With PG&E, all of that is rounding error. They’ve been hollowed out by decades of fraud and infrastructure neglect.

In addition to dealing with inflated California construction costs, they also routinely block construction projects and urgent home repairs.


Add corruption to that. PG&E was insolvent (liabilities >> assets) and required a bailout from the state (because nobody would pay more than zero dollars for the company).

That the state didn't simply take the assets and indemnify the previous owners for the liabilities (thus turning it into a giant "municipal" power company) speaks to corruption in CPUC and the state in general.


We may pay more than urban areas around us, I'm really not sure, but not all rural areas around us are serviced by the co-op and they do pay quite a bit more.

We have 3 damns generating power very close by us, two that are pretty big, but I doubt that has much to do with our rates.
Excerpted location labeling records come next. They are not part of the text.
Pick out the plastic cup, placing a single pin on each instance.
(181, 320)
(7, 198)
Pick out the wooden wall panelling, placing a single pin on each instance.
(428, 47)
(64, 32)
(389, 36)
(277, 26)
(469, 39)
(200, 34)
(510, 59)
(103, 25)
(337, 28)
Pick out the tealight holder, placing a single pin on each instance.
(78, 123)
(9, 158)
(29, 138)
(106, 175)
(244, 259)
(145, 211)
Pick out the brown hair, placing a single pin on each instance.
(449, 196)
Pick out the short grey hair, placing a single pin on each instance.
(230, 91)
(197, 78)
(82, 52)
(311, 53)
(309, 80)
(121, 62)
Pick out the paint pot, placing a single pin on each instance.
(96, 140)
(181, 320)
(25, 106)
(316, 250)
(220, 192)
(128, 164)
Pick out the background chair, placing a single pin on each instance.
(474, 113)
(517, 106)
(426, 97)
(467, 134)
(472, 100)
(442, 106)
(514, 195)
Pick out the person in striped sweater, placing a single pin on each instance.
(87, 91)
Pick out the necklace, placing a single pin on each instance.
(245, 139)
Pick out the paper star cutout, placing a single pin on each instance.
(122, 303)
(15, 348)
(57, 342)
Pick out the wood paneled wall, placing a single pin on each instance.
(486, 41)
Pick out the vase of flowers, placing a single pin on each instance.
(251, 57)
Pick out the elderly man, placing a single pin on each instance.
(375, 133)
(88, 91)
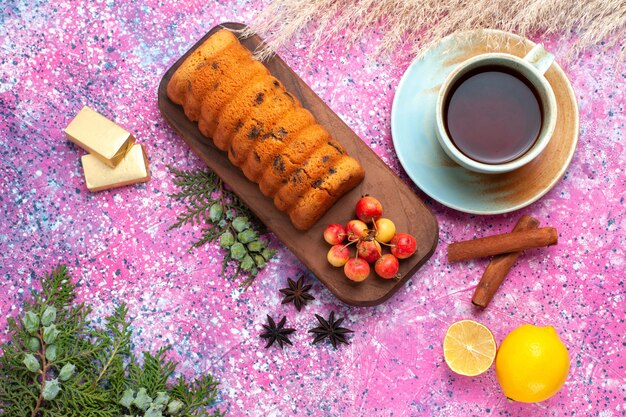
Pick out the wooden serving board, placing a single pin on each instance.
(400, 204)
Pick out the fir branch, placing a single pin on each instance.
(58, 363)
(225, 218)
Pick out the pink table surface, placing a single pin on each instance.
(58, 56)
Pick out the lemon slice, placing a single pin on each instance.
(469, 348)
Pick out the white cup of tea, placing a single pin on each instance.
(497, 112)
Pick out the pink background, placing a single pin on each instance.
(60, 55)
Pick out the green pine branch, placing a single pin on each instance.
(225, 219)
(58, 363)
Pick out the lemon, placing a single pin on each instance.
(532, 363)
(469, 348)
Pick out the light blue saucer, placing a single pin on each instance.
(413, 132)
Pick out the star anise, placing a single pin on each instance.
(330, 329)
(297, 292)
(276, 332)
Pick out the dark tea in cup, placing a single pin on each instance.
(493, 114)
(496, 112)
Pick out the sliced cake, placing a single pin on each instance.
(309, 173)
(259, 123)
(290, 158)
(226, 89)
(346, 174)
(177, 86)
(233, 117)
(232, 60)
(278, 135)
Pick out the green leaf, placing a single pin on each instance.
(31, 322)
(241, 223)
(142, 400)
(51, 352)
(50, 333)
(237, 251)
(31, 362)
(49, 316)
(67, 371)
(127, 398)
(51, 390)
(33, 344)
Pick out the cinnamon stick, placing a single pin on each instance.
(504, 243)
(499, 267)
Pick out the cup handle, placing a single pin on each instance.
(539, 58)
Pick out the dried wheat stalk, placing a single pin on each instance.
(419, 23)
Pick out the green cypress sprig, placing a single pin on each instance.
(58, 363)
(226, 220)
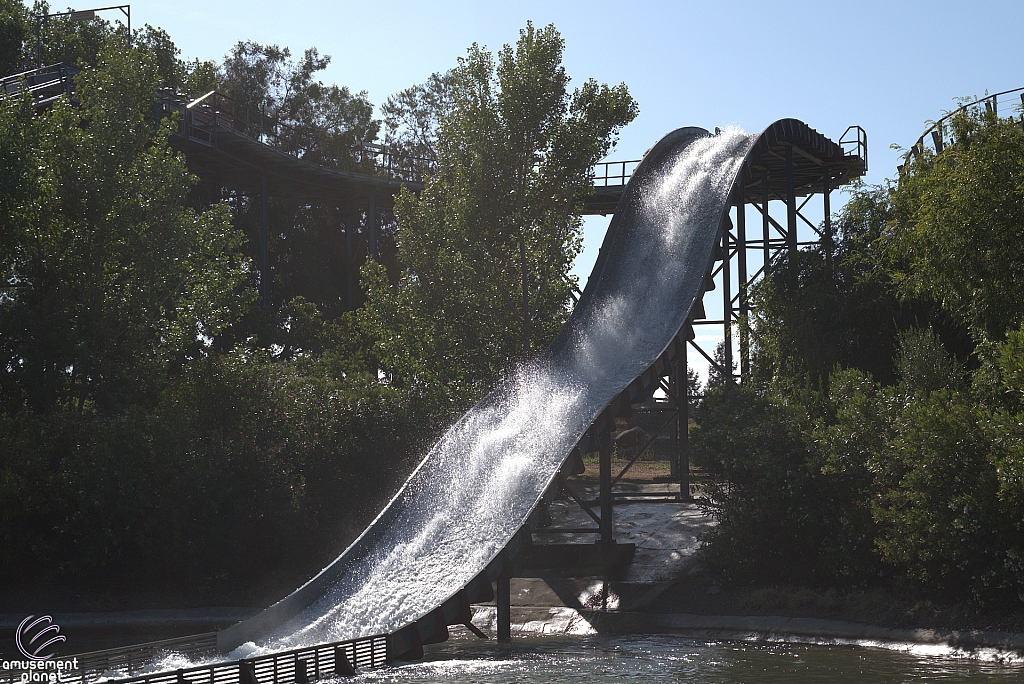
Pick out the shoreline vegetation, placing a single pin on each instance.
(165, 439)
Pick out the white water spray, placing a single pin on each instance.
(478, 484)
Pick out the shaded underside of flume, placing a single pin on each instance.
(469, 507)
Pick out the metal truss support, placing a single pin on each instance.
(826, 208)
(683, 420)
(264, 255)
(349, 259)
(737, 248)
(673, 393)
(727, 309)
(604, 443)
(503, 599)
(791, 204)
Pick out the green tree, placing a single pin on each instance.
(957, 223)
(14, 31)
(488, 244)
(110, 275)
(326, 121)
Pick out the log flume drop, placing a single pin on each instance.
(476, 487)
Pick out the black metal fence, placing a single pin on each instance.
(124, 666)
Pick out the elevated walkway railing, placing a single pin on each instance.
(46, 84)
(201, 121)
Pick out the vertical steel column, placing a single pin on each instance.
(765, 222)
(504, 600)
(791, 204)
(684, 421)
(349, 260)
(744, 360)
(264, 256)
(674, 429)
(727, 299)
(604, 443)
(372, 226)
(826, 208)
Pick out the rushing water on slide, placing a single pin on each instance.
(479, 482)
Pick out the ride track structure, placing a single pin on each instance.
(242, 148)
(785, 162)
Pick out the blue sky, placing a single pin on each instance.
(888, 66)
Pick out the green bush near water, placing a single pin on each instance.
(880, 440)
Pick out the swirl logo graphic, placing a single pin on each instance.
(41, 630)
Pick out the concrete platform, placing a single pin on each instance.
(665, 532)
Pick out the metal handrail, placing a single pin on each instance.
(604, 173)
(857, 137)
(203, 116)
(300, 666)
(40, 80)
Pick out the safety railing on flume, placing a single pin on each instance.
(854, 143)
(613, 173)
(300, 666)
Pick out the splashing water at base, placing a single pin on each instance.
(478, 484)
(666, 658)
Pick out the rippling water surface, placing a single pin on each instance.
(644, 658)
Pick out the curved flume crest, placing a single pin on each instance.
(478, 484)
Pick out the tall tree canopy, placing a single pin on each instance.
(488, 244)
(107, 270)
(957, 224)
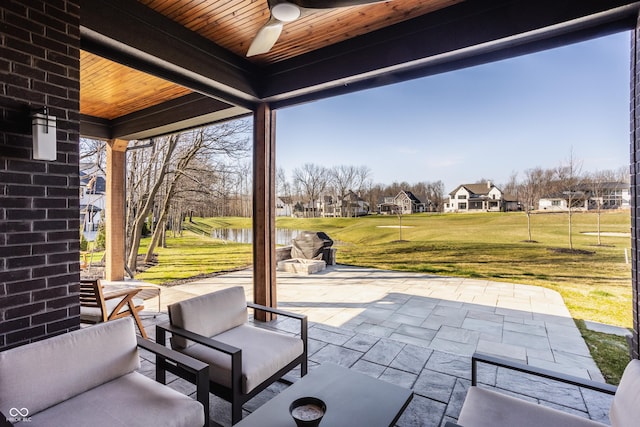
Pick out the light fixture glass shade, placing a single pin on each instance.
(44, 137)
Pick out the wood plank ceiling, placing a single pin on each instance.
(233, 24)
(151, 66)
(110, 90)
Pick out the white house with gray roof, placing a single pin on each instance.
(482, 197)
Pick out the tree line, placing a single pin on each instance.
(207, 172)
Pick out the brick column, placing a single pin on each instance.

If anything it's slowed the need for a natural gas or coal fired power power plant nearby, but there are those within 50 miles near the bigger metro areas around us. No nukes close by though.


> Their rates are less than 1/2 of PG&E

And their website is approximately 3141 times better than PG&E's. Electrical reliability and customer service are better, too.

It's hard to overstate how much better municipal power companies are compared to for-profit ones (LADWP is better than SoCal Edison).


Co-op utilities (and other forms of small local utilities) can have problems, but in general I prefer them. The bad isn't really that bad, and they can be very, very good.


How expensive the laying operation is? Are they using some existing channels / piping / utility poles? The last mile is usually the biggest problem and expense.


Yeah that was Longmont, CO's big expense. We had a fiber ring around town since '96 or something, used for traffic light management I guess? It took about three years to get the fiber to most peoples' doorsteps.[1]

It's been great.

[1] https://mynextlight.com/about/


They used existing poles here. I'm pretty sure that a big part of the cost is funded by a U.S. gov grant designed to get rural areas high speed internet.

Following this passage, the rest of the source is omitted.